SUPPLEMENTARY METHODS

1) RESEARCH DESIGN

Please see supplementary table 1 for details on clinical characteristics of the 5 GWAS datasets.

Singapore Prospective Study Program (SP2)

SP2 is a cross-sectional study of adult Singaporean Chinese, Malay and Asian-Indian samples, aged between 24 to 95 years. Disproportionate sampling stratified by ethnicity was used to increase sample size of Malay and Asian-Indian ethnic groups and 5,499 Chinese,

1,405 Malays and 1,138 Asian-Indians samples were available. Detailed methodology for SP2 has been previously reported [1] and for this study only adult Chinese samples were used.

Singapore Cohort study Of the Risk factors for Myopia (SCORM)
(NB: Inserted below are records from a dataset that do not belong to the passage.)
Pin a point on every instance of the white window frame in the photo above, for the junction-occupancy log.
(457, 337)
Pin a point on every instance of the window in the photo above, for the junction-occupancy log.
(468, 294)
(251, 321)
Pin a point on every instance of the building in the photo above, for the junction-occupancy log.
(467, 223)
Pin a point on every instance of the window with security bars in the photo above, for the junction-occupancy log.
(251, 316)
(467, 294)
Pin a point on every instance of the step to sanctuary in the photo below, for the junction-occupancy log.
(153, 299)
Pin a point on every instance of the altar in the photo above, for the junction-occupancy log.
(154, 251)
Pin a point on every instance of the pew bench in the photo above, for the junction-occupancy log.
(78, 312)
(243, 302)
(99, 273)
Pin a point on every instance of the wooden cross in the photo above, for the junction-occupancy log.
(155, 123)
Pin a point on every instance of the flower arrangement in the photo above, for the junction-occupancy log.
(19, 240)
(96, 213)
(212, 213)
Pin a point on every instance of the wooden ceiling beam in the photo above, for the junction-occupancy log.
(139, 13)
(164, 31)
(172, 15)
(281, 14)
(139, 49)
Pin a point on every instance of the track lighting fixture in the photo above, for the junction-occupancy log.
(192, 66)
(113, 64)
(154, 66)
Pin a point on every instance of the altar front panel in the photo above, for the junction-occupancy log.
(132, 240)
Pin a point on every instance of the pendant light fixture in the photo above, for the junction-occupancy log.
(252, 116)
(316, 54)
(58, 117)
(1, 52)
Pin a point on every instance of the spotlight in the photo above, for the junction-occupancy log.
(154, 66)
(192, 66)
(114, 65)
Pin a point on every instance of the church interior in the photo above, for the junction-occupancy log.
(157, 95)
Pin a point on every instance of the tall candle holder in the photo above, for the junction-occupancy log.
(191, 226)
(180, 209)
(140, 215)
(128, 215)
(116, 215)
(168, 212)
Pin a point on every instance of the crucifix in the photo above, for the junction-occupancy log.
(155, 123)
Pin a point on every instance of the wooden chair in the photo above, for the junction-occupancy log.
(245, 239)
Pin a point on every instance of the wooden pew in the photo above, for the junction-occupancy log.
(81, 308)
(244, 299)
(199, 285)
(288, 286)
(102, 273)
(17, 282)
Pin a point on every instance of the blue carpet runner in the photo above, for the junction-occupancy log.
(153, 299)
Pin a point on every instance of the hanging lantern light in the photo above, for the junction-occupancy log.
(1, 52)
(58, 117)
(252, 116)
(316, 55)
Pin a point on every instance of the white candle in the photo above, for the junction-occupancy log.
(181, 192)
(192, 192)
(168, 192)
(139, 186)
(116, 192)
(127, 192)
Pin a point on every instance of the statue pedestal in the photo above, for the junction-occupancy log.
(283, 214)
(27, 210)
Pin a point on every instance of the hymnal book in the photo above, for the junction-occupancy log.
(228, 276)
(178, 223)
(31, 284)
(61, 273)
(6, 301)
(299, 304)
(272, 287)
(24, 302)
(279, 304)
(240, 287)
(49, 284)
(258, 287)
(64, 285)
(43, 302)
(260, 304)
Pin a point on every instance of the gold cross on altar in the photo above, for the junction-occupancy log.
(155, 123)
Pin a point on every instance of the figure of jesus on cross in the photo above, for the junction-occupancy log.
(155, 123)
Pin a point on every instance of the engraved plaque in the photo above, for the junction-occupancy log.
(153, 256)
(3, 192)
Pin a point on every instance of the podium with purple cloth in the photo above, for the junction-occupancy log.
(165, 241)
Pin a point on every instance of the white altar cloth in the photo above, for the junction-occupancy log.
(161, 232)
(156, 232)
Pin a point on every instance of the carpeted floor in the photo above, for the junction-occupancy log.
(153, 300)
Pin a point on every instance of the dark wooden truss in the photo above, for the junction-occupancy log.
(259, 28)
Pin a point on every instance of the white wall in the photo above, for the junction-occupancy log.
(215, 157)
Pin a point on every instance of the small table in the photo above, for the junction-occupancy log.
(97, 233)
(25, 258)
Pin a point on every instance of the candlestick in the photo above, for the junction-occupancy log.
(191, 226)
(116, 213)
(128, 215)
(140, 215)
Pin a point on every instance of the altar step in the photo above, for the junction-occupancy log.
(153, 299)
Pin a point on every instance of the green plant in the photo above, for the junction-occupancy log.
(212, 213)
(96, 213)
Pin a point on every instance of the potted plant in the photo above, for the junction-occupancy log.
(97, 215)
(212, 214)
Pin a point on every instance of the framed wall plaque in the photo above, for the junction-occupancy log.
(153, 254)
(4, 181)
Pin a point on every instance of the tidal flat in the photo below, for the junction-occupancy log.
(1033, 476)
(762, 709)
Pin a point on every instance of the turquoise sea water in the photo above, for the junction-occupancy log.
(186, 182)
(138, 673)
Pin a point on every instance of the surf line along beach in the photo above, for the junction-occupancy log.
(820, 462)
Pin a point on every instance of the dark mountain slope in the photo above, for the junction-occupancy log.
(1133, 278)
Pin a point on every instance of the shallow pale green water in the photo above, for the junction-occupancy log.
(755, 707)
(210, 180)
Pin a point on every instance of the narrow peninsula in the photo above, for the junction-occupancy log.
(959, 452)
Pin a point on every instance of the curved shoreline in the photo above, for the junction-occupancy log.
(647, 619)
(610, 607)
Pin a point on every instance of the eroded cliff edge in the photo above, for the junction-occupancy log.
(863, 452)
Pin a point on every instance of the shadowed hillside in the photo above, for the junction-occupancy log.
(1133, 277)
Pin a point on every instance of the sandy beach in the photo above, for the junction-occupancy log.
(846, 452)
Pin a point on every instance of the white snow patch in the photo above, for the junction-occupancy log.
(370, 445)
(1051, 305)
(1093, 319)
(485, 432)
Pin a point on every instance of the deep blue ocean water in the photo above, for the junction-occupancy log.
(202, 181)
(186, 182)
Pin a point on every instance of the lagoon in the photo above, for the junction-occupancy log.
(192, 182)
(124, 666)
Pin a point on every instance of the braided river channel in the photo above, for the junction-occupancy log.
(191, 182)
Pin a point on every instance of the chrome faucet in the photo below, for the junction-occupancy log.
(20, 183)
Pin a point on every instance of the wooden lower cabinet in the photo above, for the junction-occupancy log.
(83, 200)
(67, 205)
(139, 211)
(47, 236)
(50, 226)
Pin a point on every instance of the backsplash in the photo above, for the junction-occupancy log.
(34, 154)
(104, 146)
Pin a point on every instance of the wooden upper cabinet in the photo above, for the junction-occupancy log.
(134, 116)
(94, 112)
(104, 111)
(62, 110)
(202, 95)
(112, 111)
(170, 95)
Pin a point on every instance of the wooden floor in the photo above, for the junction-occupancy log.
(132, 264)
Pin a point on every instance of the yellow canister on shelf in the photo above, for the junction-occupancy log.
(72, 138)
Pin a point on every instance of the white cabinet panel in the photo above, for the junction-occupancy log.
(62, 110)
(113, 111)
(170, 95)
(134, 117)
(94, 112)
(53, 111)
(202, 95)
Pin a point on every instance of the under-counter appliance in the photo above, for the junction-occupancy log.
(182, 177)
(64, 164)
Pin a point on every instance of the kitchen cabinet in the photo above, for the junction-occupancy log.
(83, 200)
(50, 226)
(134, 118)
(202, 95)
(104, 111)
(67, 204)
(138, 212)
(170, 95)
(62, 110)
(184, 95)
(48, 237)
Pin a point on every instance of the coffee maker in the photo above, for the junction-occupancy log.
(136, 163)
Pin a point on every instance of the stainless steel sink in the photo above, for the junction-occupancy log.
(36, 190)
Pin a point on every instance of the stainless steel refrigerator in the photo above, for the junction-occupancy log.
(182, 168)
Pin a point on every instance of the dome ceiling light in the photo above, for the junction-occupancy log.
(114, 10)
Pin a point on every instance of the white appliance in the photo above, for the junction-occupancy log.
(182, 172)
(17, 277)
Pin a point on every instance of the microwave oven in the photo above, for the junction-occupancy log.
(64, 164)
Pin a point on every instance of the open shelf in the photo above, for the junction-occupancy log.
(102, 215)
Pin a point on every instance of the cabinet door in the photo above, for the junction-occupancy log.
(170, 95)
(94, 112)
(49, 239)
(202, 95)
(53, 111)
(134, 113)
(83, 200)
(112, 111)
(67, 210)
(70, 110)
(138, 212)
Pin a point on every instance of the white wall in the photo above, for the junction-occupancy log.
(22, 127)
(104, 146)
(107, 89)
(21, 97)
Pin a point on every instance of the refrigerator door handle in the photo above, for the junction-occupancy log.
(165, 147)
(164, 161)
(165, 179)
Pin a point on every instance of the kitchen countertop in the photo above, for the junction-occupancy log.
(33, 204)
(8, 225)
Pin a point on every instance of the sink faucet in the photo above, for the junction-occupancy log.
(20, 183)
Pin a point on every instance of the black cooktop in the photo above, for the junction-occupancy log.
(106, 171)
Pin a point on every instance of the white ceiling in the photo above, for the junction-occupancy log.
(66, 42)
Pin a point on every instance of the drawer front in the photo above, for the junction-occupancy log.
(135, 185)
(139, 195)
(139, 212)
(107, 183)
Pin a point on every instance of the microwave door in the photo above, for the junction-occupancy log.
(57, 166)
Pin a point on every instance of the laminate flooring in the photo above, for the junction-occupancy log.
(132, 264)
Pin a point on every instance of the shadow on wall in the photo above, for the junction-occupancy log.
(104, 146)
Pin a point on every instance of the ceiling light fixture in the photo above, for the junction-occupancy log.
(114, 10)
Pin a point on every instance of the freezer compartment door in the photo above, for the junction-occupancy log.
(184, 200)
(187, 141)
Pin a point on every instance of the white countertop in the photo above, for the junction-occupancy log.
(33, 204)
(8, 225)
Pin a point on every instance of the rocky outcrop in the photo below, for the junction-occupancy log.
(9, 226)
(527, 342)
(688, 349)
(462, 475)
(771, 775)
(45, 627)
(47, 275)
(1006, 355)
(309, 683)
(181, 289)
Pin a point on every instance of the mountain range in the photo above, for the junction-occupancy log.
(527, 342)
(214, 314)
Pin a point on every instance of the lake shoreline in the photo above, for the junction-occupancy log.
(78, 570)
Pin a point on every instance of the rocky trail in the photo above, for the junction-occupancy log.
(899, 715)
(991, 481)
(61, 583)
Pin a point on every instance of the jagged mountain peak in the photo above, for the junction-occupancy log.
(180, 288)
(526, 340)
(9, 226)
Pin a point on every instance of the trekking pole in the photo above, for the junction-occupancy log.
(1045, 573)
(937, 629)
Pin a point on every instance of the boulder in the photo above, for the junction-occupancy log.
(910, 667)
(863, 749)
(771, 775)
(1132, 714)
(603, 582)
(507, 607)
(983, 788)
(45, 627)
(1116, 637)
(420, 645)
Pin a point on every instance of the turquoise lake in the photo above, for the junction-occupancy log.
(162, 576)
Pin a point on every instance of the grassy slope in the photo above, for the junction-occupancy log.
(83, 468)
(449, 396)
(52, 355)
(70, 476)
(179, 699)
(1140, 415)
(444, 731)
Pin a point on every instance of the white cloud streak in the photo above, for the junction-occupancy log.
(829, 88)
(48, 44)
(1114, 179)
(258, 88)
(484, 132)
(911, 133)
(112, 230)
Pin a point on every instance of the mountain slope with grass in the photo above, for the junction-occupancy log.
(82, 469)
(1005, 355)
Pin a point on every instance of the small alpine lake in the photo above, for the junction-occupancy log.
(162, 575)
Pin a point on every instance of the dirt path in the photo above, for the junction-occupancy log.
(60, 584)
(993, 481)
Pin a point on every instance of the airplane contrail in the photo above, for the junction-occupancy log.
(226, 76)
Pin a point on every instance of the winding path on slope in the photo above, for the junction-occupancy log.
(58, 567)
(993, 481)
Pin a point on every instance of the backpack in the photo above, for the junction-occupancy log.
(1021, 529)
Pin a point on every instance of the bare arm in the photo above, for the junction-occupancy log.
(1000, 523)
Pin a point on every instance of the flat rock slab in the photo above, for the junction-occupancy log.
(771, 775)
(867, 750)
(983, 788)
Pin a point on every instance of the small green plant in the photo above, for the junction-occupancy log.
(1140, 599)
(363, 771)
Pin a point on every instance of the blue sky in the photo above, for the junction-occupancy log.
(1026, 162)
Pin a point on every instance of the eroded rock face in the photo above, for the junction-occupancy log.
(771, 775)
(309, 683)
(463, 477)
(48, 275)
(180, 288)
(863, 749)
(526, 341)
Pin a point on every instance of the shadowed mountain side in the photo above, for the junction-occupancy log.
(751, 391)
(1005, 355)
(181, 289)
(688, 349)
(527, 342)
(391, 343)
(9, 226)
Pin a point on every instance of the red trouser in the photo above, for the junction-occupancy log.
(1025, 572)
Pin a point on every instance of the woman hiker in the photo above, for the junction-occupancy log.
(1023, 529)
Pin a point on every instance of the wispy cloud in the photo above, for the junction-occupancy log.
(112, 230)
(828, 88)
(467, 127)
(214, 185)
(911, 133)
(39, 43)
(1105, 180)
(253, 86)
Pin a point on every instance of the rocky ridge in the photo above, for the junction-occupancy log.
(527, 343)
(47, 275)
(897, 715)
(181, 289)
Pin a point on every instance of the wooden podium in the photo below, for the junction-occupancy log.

SCORM [2, 3] is a prospective study consisting of 1979 children from grades 1-3 (age 7 to 9) who were recruited from three schools in Singapore (located in the Eastern, Western and

Northern regions). Children with serious medical conditions such as heart disorders and leukaemia were excluded from the study (n=94). Samples were followed up yearly and for the purpose of this study, the BMI measures taken at the visits when the children were 9 years of age were used to minimize pubertal effects of later paediatric age. Singapore Diabetes Cohort Study (SDCS)

The SDCS includes Singaporean Chinese, Malay, and Asian-Indian adults with type 2 diabetes and has been published previously [4]. These individuals were recruited from

National Healthcare Group Polyclinics, National University Hospital Singapore and the Tan

Tock Seng Hospital. The study had a participation response rate of 90% with over 5000 patients recruited.

Singapore Malay Eye Study (SiMES)

SiMES is a cross-sectional study of Singaporean Malay adults (n=3280), aged between 40 and 80 years. Briefly, individuals from 15 residential districts in the southwestern part of

Singapore were recruited in an age-stratified manner and methodology has been described previously [5].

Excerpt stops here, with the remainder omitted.